This is a case of an increase in a variable cost since the firm only needs petroleum when it is manufacturing plastic knobs. As shown in the graph below, when a variable cost increases there are several immediate short run effects even within individual firms.

From the firm's point of view, price increases, it reduces output and incurs losses. Notice that among all the possible choices given below only one even has price increasing.

16. Suppose that the price of petroleum increases. In the short run within individual firms in the plastic knob industry we would observe that:
  1. price increases, output falls, and firms incur losses.

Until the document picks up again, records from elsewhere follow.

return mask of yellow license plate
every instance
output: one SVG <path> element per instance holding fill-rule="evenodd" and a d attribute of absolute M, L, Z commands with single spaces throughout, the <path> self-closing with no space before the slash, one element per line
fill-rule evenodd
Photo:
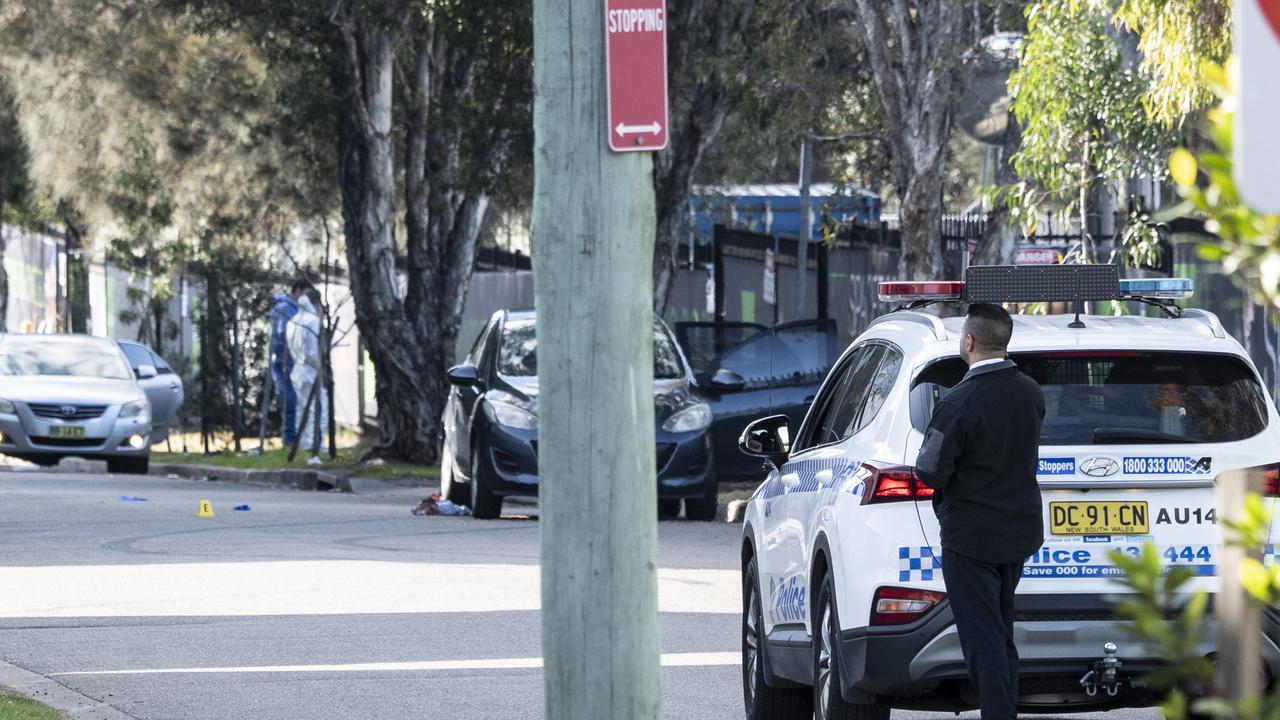
<path fill-rule="evenodd" d="M 1146 535 L 1150 529 L 1145 500 L 1049 503 L 1052 535 Z"/>
<path fill-rule="evenodd" d="M 49 437 L 79 440 L 84 437 L 84 428 L 79 425 L 54 425 L 49 428 Z"/>

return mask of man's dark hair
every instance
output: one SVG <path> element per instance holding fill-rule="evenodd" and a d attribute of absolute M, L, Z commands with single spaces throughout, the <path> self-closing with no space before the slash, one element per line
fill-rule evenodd
<path fill-rule="evenodd" d="M 1009 348 L 1009 338 L 1013 337 L 1013 318 L 999 305 L 976 303 L 969 306 L 964 328 L 982 352 L 1004 352 Z"/>
<path fill-rule="evenodd" d="M 293 285 L 289 287 L 291 292 L 304 293 L 312 289 L 311 281 L 306 278 L 298 278 L 293 281 Z"/>

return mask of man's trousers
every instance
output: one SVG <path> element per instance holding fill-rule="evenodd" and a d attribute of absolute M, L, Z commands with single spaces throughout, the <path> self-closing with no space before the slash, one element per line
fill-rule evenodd
<path fill-rule="evenodd" d="M 1013 643 L 1013 591 L 1022 562 L 988 563 L 943 549 L 942 577 L 955 616 L 969 680 L 982 720 L 1017 716 L 1018 648 Z"/>

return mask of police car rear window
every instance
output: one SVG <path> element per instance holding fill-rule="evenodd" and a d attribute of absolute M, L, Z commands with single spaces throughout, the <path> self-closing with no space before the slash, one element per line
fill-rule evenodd
<path fill-rule="evenodd" d="M 1253 371 L 1231 355 L 1178 352 L 1046 352 L 1012 356 L 1044 392 L 1042 445 L 1234 442 L 1267 426 Z M 965 373 L 947 358 L 920 373 L 912 423 Z"/>

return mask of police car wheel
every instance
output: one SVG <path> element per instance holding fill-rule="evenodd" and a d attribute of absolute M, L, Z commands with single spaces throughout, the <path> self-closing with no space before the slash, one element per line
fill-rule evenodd
<path fill-rule="evenodd" d="M 454 505 L 471 505 L 471 485 L 458 482 L 458 471 L 454 467 L 456 461 L 445 454 L 440 463 L 440 494 Z"/>
<path fill-rule="evenodd" d="M 747 720 L 809 720 L 813 717 L 809 688 L 775 688 L 765 681 L 764 617 L 755 558 L 747 562 L 742 582 L 742 695 Z"/>
<path fill-rule="evenodd" d="M 814 720 L 889 720 L 889 703 L 876 698 L 868 704 L 849 703 L 840 691 L 840 653 L 836 635 L 840 623 L 836 615 L 831 575 L 822 578 L 813 638 Z"/>
<path fill-rule="evenodd" d="M 658 498 L 658 517 L 673 518 L 680 514 L 680 500 L 677 498 Z"/>

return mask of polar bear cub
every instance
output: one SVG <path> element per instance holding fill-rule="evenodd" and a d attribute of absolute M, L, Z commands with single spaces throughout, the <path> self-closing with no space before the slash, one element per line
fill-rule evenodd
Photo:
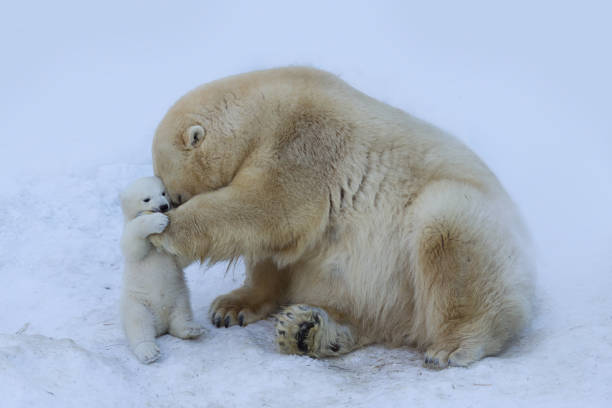
<path fill-rule="evenodd" d="M 125 220 L 121 251 L 125 261 L 121 319 L 130 348 L 141 362 L 157 360 L 155 337 L 165 333 L 182 339 L 199 336 L 193 321 L 189 290 L 181 260 L 155 249 L 147 238 L 168 225 L 166 190 L 157 177 L 131 183 L 121 194 Z"/>

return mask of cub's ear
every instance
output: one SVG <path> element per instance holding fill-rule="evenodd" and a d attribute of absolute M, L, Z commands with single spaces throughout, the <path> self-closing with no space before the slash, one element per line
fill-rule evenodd
<path fill-rule="evenodd" d="M 200 125 L 188 127 L 185 134 L 183 134 L 183 142 L 185 143 L 185 147 L 188 149 L 198 147 L 200 143 L 202 143 L 202 140 L 204 140 L 205 135 L 206 131 Z"/>

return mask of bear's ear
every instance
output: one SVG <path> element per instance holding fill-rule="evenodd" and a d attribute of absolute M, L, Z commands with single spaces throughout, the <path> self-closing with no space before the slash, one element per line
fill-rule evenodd
<path fill-rule="evenodd" d="M 183 135 L 183 142 L 185 143 L 185 147 L 188 149 L 198 147 L 200 143 L 202 143 L 202 140 L 204 140 L 205 135 L 206 131 L 200 125 L 188 127 L 185 131 L 185 134 Z"/>

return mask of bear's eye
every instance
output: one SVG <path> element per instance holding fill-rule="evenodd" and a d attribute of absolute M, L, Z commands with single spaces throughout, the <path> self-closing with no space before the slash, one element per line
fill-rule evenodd
<path fill-rule="evenodd" d="M 164 191 L 164 192 L 162 193 L 162 195 L 165 197 L 165 196 L 166 196 L 166 192 Z"/>
<path fill-rule="evenodd" d="M 149 201 L 151 201 L 151 199 L 150 199 L 150 198 L 145 198 L 145 199 L 144 199 L 144 200 L 142 200 L 142 201 L 144 201 L 145 203 L 148 203 Z"/>

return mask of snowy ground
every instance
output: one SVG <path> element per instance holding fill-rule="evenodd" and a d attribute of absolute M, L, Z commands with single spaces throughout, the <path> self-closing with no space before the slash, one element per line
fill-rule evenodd
<path fill-rule="evenodd" d="M 609 406 L 611 6 L 110 3 L 0 16 L 2 407 Z M 119 191 L 151 174 L 154 128 L 182 93 L 287 64 L 436 123 L 499 175 L 539 265 L 538 315 L 508 351 L 439 372 L 408 349 L 280 355 L 270 321 L 210 325 L 243 279 L 218 265 L 187 270 L 201 339 L 160 338 L 151 366 L 129 353 Z"/>

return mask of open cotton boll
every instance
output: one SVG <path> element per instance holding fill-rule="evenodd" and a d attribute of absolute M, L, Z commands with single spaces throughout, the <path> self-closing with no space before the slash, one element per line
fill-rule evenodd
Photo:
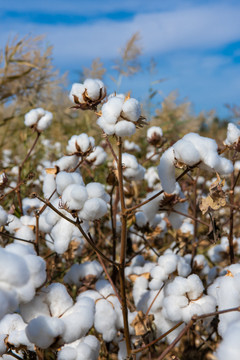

  2. price falls, output increases, and firms incur losses. Price falls and output increases in the short run only when demand falls or when production costs fall. Neither of these would lead to short run losses, both would lead to short run profits.
  3. price falls, output increases, and firms earned zero profit. Price falls and output increases in the short run only when demand falls or when production costs fall. Neither of these would lead to zero profits in the short run.
  4. price stayed unchanged, output falls, and firms incur losses. Price stays unchanged only when fixed costs alone change, and in this case output also stays unchanged. Based on the explanation given for the use of petroleum it must be a variable cost.
  5. price stayed unchanged, output rises, and firms incur losses. Price stays unchanged only when fixed costs alone change, and in this case output also stays unchanged.